FIELD LOCALIZATION AND PARTICLE CONFINEMENT EFFECTS ON PAIR CREATION BY SCHWINGER MECHANISM

Solutions of the Dirac equation in the presence of a static uniform electric field-epsilon in the z-direction and a linear confining potential Az, are obtained. Generalized reflection and transmission coefficients are derived for such divergent potentials for epsilon > A/e. The eigenspectrum and corresponding localized eigenfunctions for epsilon < A/e are obtained from the reflection coefficient and the continuum solutions respectively.
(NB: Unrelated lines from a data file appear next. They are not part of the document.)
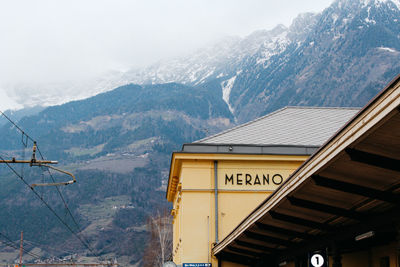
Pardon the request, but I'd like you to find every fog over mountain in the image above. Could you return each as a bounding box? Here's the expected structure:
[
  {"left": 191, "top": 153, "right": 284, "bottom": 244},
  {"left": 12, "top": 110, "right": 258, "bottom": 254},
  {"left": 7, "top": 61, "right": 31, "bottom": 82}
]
[
  {"left": 0, "top": 0, "right": 399, "bottom": 265},
  {"left": 0, "top": 0, "right": 333, "bottom": 110},
  {"left": 7, "top": 0, "right": 399, "bottom": 122}
]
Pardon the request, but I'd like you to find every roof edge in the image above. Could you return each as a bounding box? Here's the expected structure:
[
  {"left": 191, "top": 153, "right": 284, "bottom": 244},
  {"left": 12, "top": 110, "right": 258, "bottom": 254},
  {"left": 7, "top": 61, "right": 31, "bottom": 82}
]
[{"left": 182, "top": 143, "right": 319, "bottom": 155}]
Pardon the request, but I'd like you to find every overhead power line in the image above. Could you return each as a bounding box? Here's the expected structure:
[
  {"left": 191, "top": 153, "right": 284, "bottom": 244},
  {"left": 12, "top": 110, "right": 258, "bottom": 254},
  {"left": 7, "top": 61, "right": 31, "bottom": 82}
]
[
  {"left": 0, "top": 110, "right": 35, "bottom": 143},
  {"left": 0, "top": 154, "right": 98, "bottom": 257},
  {"left": 0, "top": 232, "right": 41, "bottom": 259},
  {"left": 0, "top": 111, "right": 99, "bottom": 258},
  {"left": 36, "top": 145, "right": 83, "bottom": 231},
  {"left": 38, "top": 159, "right": 96, "bottom": 257}
]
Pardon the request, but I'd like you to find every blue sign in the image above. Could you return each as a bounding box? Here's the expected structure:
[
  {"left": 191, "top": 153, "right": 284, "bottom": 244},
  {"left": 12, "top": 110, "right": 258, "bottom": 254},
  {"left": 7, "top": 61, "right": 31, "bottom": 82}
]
[{"left": 183, "top": 264, "right": 211, "bottom": 267}]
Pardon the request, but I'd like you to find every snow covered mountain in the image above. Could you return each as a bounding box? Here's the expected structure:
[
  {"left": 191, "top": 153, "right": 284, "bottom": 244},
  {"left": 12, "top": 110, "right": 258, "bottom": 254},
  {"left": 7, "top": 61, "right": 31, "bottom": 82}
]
[
  {"left": 226, "top": 0, "right": 400, "bottom": 122},
  {"left": 120, "top": 13, "right": 320, "bottom": 86},
  {"left": 1, "top": 0, "right": 399, "bottom": 264},
  {"left": 120, "top": 25, "right": 294, "bottom": 86},
  {"left": 116, "top": 0, "right": 400, "bottom": 122},
  {"left": 6, "top": 0, "right": 400, "bottom": 124}
]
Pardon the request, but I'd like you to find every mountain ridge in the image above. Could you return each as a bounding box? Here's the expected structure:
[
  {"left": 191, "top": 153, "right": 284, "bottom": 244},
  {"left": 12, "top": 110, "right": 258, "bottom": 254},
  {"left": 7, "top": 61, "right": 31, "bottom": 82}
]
[
  {"left": 0, "top": 0, "right": 400, "bottom": 265},
  {"left": 7, "top": 0, "right": 400, "bottom": 117}
]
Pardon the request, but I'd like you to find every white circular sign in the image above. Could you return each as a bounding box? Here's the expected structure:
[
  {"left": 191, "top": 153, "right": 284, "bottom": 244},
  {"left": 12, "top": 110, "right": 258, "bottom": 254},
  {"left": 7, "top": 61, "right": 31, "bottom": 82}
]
[
  {"left": 310, "top": 254, "right": 325, "bottom": 267},
  {"left": 163, "top": 261, "right": 177, "bottom": 267}
]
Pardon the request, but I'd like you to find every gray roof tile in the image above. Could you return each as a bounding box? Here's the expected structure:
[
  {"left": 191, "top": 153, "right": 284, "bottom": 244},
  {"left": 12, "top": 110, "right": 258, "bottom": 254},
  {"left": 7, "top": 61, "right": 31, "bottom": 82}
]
[{"left": 195, "top": 107, "right": 360, "bottom": 147}]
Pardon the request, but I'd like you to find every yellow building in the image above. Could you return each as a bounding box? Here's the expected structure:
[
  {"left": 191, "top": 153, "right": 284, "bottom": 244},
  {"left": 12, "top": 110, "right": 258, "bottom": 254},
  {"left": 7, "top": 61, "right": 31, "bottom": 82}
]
[
  {"left": 212, "top": 74, "right": 400, "bottom": 267},
  {"left": 166, "top": 107, "right": 359, "bottom": 267}
]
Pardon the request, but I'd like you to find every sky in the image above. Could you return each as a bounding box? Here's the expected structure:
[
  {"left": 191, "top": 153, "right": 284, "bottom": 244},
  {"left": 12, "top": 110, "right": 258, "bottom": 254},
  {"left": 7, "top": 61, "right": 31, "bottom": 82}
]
[{"left": 0, "top": 0, "right": 334, "bottom": 110}]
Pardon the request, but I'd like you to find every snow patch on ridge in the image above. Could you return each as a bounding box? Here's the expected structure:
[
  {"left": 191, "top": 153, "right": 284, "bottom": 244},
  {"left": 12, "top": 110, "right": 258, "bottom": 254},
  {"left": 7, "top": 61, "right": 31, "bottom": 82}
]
[
  {"left": 221, "top": 76, "right": 236, "bottom": 113},
  {"left": 332, "top": 13, "right": 339, "bottom": 24},
  {"left": 361, "top": 0, "right": 400, "bottom": 9},
  {"left": 379, "top": 0, "right": 400, "bottom": 9},
  {"left": 256, "top": 31, "right": 290, "bottom": 66},
  {"left": 378, "top": 46, "right": 398, "bottom": 53},
  {"left": 392, "top": 0, "right": 400, "bottom": 9}
]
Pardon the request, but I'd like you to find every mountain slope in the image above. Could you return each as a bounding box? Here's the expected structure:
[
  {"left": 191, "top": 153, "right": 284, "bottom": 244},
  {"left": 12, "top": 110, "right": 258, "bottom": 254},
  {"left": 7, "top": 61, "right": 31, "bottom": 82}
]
[
  {"left": 0, "top": 83, "right": 233, "bottom": 158},
  {"left": 7, "top": 0, "right": 399, "bottom": 120},
  {"left": 120, "top": 0, "right": 400, "bottom": 123},
  {"left": 1, "top": 0, "right": 400, "bottom": 265},
  {"left": 0, "top": 82, "right": 234, "bottom": 265},
  {"left": 227, "top": 0, "right": 400, "bottom": 121}
]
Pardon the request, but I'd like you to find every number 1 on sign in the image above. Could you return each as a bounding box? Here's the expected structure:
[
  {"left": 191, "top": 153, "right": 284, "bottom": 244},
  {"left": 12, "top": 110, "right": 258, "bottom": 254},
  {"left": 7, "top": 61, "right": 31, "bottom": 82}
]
[{"left": 310, "top": 254, "right": 324, "bottom": 267}]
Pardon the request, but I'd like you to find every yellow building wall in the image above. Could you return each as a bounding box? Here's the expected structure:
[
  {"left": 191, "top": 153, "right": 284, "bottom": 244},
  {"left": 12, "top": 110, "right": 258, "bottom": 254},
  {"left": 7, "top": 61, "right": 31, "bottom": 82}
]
[
  {"left": 169, "top": 154, "right": 308, "bottom": 266},
  {"left": 180, "top": 192, "right": 214, "bottom": 263},
  {"left": 337, "top": 250, "right": 369, "bottom": 267},
  {"left": 369, "top": 242, "right": 398, "bottom": 267},
  {"left": 181, "top": 160, "right": 213, "bottom": 190},
  {"left": 172, "top": 193, "right": 182, "bottom": 263},
  {"left": 221, "top": 261, "right": 248, "bottom": 267},
  {"left": 217, "top": 160, "right": 302, "bottom": 239},
  {"left": 328, "top": 242, "right": 399, "bottom": 267},
  {"left": 219, "top": 191, "right": 269, "bottom": 239}
]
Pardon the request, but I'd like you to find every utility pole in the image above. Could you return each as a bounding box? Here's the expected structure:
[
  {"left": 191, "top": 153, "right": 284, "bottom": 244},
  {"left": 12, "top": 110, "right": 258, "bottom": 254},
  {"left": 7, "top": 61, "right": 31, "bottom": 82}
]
[{"left": 19, "top": 231, "right": 23, "bottom": 267}]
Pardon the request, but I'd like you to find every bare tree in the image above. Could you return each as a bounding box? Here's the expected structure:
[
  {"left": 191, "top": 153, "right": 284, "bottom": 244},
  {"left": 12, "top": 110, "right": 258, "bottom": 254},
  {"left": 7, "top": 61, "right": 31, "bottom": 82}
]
[{"left": 142, "top": 209, "right": 172, "bottom": 267}]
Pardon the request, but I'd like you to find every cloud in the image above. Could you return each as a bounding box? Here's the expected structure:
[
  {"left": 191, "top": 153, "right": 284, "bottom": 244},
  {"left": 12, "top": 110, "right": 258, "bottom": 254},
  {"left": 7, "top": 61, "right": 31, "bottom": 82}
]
[{"left": 0, "top": 0, "right": 333, "bottom": 110}]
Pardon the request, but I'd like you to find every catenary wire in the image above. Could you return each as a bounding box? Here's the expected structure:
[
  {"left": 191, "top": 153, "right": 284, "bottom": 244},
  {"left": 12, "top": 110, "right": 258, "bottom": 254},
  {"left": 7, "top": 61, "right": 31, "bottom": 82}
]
[
  {"left": 0, "top": 111, "right": 35, "bottom": 143},
  {"left": 0, "top": 239, "right": 41, "bottom": 259},
  {"left": 1, "top": 110, "right": 85, "bottom": 233},
  {"left": 0, "top": 111, "right": 99, "bottom": 258},
  {"left": 0, "top": 235, "right": 70, "bottom": 264},
  {"left": 0, "top": 154, "right": 99, "bottom": 258},
  {"left": 35, "top": 145, "right": 98, "bottom": 256},
  {"left": 0, "top": 232, "right": 42, "bottom": 259},
  {"left": 36, "top": 146, "right": 83, "bottom": 232}
]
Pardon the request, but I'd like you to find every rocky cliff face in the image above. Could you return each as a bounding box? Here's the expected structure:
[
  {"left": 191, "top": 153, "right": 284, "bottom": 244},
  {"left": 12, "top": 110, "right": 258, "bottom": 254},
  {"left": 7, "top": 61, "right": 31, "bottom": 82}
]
[
  {"left": 120, "top": 0, "right": 400, "bottom": 123},
  {"left": 226, "top": 0, "right": 400, "bottom": 122},
  {"left": 8, "top": 1, "right": 400, "bottom": 124},
  {"left": 1, "top": 0, "right": 399, "bottom": 265}
]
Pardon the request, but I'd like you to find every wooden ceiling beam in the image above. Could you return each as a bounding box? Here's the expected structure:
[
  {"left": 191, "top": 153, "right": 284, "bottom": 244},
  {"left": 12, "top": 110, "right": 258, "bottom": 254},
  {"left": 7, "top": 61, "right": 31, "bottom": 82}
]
[
  {"left": 228, "top": 246, "right": 263, "bottom": 258},
  {"left": 255, "top": 222, "right": 314, "bottom": 240},
  {"left": 244, "top": 231, "right": 294, "bottom": 247},
  {"left": 269, "top": 211, "right": 333, "bottom": 231},
  {"left": 312, "top": 175, "right": 400, "bottom": 203},
  {"left": 345, "top": 148, "right": 400, "bottom": 172},
  {"left": 218, "top": 251, "right": 257, "bottom": 265},
  {"left": 287, "top": 196, "right": 366, "bottom": 221},
  {"left": 274, "top": 207, "right": 400, "bottom": 261},
  {"left": 234, "top": 240, "right": 277, "bottom": 253}
]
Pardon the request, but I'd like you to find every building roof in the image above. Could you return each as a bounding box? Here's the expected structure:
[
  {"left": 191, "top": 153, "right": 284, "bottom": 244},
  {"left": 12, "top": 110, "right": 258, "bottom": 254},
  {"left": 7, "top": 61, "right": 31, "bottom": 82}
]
[
  {"left": 182, "top": 107, "right": 359, "bottom": 155},
  {"left": 196, "top": 107, "right": 359, "bottom": 146},
  {"left": 213, "top": 74, "right": 400, "bottom": 265}
]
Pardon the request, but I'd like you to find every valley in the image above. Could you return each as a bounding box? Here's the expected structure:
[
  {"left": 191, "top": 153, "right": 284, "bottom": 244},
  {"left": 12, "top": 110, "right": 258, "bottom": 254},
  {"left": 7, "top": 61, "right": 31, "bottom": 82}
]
[{"left": 0, "top": 0, "right": 399, "bottom": 265}]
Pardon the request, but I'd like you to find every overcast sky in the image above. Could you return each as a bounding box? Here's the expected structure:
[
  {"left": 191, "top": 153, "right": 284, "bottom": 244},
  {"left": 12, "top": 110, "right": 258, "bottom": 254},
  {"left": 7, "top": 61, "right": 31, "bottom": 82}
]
[{"left": 0, "top": 0, "right": 334, "bottom": 110}]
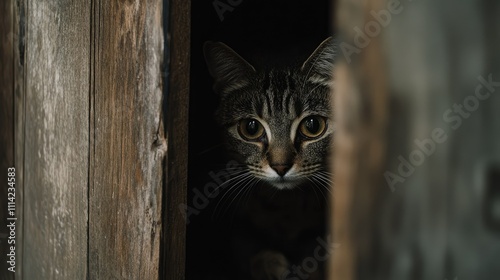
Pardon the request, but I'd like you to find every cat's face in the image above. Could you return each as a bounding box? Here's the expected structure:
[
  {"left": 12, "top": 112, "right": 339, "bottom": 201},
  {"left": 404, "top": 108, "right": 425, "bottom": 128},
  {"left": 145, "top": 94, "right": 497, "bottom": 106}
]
[{"left": 204, "top": 38, "right": 336, "bottom": 189}]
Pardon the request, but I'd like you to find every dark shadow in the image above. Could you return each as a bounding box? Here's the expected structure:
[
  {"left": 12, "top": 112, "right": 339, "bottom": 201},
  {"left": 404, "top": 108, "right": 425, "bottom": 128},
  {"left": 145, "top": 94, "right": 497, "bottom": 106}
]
[{"left": 187, "top": 1, "right": 334, "bottom": 279}]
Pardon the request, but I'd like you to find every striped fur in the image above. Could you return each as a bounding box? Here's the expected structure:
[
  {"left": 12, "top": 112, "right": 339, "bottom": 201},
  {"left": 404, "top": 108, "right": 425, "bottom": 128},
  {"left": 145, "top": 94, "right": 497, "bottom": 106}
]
[
  {"left": 204, "top": 38, "right": 336, "bottom": 280},
  {"left": 205, "top": 38, "right": 336, "bottom": 190}
]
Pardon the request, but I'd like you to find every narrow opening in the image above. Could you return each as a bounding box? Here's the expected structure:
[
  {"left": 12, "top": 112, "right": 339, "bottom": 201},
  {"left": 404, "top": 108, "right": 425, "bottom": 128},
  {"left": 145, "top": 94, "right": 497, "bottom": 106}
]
[{"left": 187, "top": 1, "right": 335, "bottom": 279}]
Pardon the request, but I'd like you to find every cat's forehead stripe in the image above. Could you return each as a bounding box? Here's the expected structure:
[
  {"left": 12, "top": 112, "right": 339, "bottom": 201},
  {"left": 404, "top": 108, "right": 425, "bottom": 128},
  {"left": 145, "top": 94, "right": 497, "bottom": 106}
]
[
  {"left": 219, "top": 67, "right": 331, "bottom": 126},
  {"left": 254, "top": 99, "right": 264, "bottom": 118},
  {"left": 284, "top": 89, "right": 292, "bottom": 115},
  {"left": 261, "top": 69, "right": 298, "bottom": 119},
  {"left": 264, "top": 91, "right": 273, "bottom": 117}
]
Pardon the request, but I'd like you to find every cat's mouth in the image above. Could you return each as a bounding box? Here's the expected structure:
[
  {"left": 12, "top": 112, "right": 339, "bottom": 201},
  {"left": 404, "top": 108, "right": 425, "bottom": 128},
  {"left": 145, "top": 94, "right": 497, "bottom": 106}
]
[
  {"left": 267, "top": 178, "right": 303, "bottom": 190},
  {"left": 261, "top": 174, "right": 306, "bottom": 190},
  {"left": 247, "top": 164, "right": 328, "bottom": 190},
  {"left": 259, "top": 164, "right": 331, "bottom": 190},
  {"left": 246, "top": 165, "right": 305, "bottom": 190}
]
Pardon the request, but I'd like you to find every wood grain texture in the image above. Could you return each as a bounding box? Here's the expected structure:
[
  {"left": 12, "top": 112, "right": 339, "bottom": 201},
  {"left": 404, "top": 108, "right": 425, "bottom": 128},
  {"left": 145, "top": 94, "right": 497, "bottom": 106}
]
[
  {"left": 13, "top": 0, "right": 25, "bottom": 279},
  {"left": 23, "top": 0, "right": 90, "bottom": 279},
  {"left": 161, "top": 0, "right": 190, "bottom": 279},
  {"left": 88, "top": 0, "right": 164, "bottom": 279},
  {"left": 0, "top": 0, "right": 15, "bottom": 279}
]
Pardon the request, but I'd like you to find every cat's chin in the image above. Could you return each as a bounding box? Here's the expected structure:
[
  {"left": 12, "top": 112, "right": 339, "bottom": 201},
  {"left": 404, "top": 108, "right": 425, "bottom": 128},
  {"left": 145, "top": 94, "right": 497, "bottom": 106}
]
[{"left": 265, "top": 178, "right": 302, "bottom": 190}]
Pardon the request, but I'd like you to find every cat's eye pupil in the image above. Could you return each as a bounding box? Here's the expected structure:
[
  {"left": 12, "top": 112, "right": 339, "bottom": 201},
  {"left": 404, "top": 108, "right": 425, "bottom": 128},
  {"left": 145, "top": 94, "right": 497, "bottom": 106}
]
[
  {"left": 238, "top": 118, "right": 265, "bottom": 141},
  {"left": 305, "top": 117, "right": 320, "bottom": 133},
  {"left": 246, "top": 120, "right": 259, "bottom": 135},
  {"left": 299, "top": 116, "right": 326, "bottom": 139}
]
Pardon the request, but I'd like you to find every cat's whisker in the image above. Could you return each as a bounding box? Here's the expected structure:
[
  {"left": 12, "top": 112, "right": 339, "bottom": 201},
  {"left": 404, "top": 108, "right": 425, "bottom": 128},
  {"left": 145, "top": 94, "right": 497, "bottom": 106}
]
[
  {"left": 315, "top": 172, "right": 334, "bottom": 188},
  {"left": 214, "top": 171, "right": 261, "bottom": 221},
  {"left": 310, "top": 174, "right": 333, "bottom": 196},
  {"left": 209, "top": 170, "right": 251, "bottom": 196},
  {"left": 224, "top": 167, "right": 251, "bottom": 177},
  {"left": 239, "top": 177, "right": 261, "bottom": 209},
  {"left": 213, "top": 173, "right": 253, "bottom": 220},
  {"left": 226, "top": 176, "right": 258, "bottom": 221},
  {"left": 218, "top": 165, "right": 249, "bottom": 171},
  {"left": 242, "top": 178, "right": 260, "bottom": 208},
  {"left": 305, "top": 177, "right": 323, "bottom": 204},
  {"left": 317, "top": 169, "right": 334, "bottom": 178},
  {"left": 216, "top": 173, "right": 252, "bottom": 204},
  {"left": 313, "top": 173, "right": 332, "bottom": 187},
  {"left": 207, "top": 163, "right": 248, "bottom": 169},
  {"left": 314, "top": 175, "right": 332, "bottom": 201},
  {"left": 317, "top": 168, "right": 333, "bottom": 174},
  {"left": 316, "top": 178, "right": 333, "bottom": 199},
  {"left": 213, "top": 165, "right": 262, "bottom": 220},
  {"left": 308, "top": 177, "right": 329, "bottom": 203},
  {"left": 214, "top": 167, "right": 249, "bottom": 176},
  {"left": 314, "top": 169, "right": 332, "bottom": 178}
]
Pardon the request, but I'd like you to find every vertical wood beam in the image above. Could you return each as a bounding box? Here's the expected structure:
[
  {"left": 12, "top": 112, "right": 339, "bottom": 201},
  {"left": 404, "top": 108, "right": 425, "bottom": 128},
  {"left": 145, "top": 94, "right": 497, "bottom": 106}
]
[
  {"left": 162, "top": 0, "right": 190, "bottom": 279},
  {"left": 331, "top": 0, "right": 389, "bottom": 279},
  {"left": 331, "top": 0, "right": 500, "bottom": 279},
  {"left": 89, "top": 0, "right": 164, "bottom": 278},
  {"left": 13, "top": 1, "right": 25, "bottom": 278},
  {"left": 23, "top": 0, "right": 90, "bottom": 278},
  {"left": 0, "top": 0, "right": 15, "bottom": 278}
]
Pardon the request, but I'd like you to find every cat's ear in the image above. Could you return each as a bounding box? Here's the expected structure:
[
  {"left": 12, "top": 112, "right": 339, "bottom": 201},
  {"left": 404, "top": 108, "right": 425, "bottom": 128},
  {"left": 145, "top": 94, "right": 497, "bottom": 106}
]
[
  {"left": 204, "top": 41, "right": 256, "bottom": 95},
  {"left": 301, "top": 37, "right": 337, "bottom": 86}
]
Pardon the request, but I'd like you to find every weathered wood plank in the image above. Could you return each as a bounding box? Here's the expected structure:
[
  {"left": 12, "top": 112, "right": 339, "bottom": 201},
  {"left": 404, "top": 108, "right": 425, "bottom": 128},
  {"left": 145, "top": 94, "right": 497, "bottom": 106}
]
[
  {"left": 331, "top": 0, "right": 389, "bottom": 279},
  {"left": 0, "top": 0, "right": 16, "bottom": 279},
  {"left": 23, "top": 0, "right": 90, "bottom": 279},
  {"left": 331, "top": 0, "right": 500, "bottom": 279},
  {"left": 13, "top": 0, "right": 25, "bottom": 279},
  {"left": 162, "top": 0, "right": 190, "bottom": 279},
  {"left": 88, "top": 0, "right": 164, "bottom": 278},
  {"left": 376, "top": 0, "right": 500, "bottom": 278}
]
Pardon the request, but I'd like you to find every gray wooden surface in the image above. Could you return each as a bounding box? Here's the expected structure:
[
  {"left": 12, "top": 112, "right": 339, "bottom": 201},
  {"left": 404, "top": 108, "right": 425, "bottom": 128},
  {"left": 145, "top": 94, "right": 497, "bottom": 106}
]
[
  {"left": 13, "top": 1, "right": 25, "bottom": 279},
  {"left": 331, "top": 0, "right": 500, "bottom": 279},
  {"left": 0, "top": 0, "right": 167, "bottom": 279},
  {"left": 23, "top": 0, "right": 90, "bottom": 278}
]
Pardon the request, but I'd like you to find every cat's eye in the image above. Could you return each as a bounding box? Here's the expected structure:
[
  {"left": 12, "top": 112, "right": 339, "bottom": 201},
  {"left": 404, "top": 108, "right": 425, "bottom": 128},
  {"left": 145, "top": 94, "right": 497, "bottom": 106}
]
[
  {"left": 238, "top": 119, "right": 265, "bottom": 141},
  {"left": 299, "top": 116, "right": 327, "bottom": 139}
]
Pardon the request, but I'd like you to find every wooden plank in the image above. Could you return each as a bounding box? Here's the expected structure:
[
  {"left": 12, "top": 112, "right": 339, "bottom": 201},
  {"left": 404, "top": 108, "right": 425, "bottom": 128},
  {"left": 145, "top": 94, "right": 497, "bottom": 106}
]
[
  {"left": 88, "top": 0, "right": 164, "bottom": 278},
  {"left": 161, "top": 0, "right": 190, "bottom": 279},
  {"left": 375, "top": 0, "right": 500, "bottom": 278},
  {"left": 330, "top": 0, "right": 389, "bottom": 279},
  {"left": 331, "top": 0, "right": 500, "bottom": 279},
  {"left": 0, "top": 0, "right": 15, "bottom": 279},
  {"left": 23, "top": 0, "right": 90, "bottom": 278},
  {"left": 13, "top": 0, "right": 25, "bottom": 278}
]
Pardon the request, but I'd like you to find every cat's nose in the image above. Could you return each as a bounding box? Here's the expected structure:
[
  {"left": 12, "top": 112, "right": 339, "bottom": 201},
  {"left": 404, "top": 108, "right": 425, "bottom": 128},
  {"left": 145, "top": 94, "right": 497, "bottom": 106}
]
[{"left": 271, "top": 164, "right": 291, "bottom": 177}]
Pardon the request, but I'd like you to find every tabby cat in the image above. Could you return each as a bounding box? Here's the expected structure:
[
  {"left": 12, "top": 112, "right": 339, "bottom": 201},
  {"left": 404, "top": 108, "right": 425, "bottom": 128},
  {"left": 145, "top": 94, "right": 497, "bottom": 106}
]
[{"left": 204, "top": 37, "right": 336, "bottom": 280}]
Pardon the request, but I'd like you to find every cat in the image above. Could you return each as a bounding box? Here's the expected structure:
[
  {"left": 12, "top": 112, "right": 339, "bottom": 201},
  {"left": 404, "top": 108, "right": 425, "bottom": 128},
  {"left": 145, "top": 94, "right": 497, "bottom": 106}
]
[{"left": 203, "top": 37, "right": 336, "bottom": 280}]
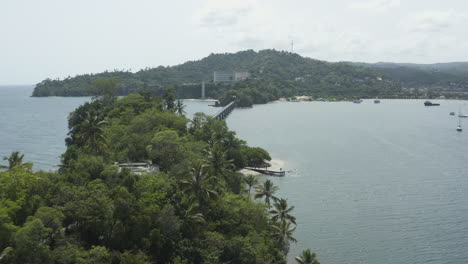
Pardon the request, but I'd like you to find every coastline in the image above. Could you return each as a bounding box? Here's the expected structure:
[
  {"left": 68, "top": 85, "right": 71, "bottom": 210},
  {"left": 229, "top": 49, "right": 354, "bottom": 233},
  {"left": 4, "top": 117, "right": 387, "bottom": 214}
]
[
  {"left": 239, "top": 159, "right": 285, "bottom": 176},
  {"left": 272, "top": 97, "right": 468, "bottom": 103},
  {"left": 184, "top": 98, "right": 218, "bottom": 102}
]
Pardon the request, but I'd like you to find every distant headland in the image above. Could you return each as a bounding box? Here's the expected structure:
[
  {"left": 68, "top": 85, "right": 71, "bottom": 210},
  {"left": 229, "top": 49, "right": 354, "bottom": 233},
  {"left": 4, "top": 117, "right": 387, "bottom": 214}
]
[{"left": 32, "top": 49, "right": 468, "bottom": 107}]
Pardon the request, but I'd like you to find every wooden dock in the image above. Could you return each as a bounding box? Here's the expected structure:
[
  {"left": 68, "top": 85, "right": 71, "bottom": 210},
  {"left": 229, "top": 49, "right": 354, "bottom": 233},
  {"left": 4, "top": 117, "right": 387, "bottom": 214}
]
[{"left": 244, "top": 167, "right": 285, "bottom": 177}]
The rate for the electric field to decay into pairs is derived from the transmission coefficient. Neglecting nonabelian effects in quantum chromodynamics we identify the field-epsilon with a colour electric field and the produced particles with a quark and an antiquark. By considering a cylindrical geometry, we thus obtain a generalization of Schwinger's formula, for the field-epsilon in a finite spatial region with the quark (antiquark) being confined in the z direction by the linear potential Az and in the perpendicular direction by the MIT bag boundary condition. The result is used to qualitatively study Schwinger's mechanism of quark-gluon plasma (QGP) formation in ultrarelativistic heavy ion collisions. It is found that the critical strength of the field required to create qqBAR pairs is enhanced, epsilon(c)(A) > epsilon(c)(A = 0). The rate of pair creation for constant-epsilon, decreases for non-zero A, implying longer QGP formation times. Because of epsilon(c)(A) > epsilon(c)(0), QGP is predicted to be formed in the early stages of the nuclear collision. The finite size effects and the MIT bag boundary condition effects on QGP formation are also discussed.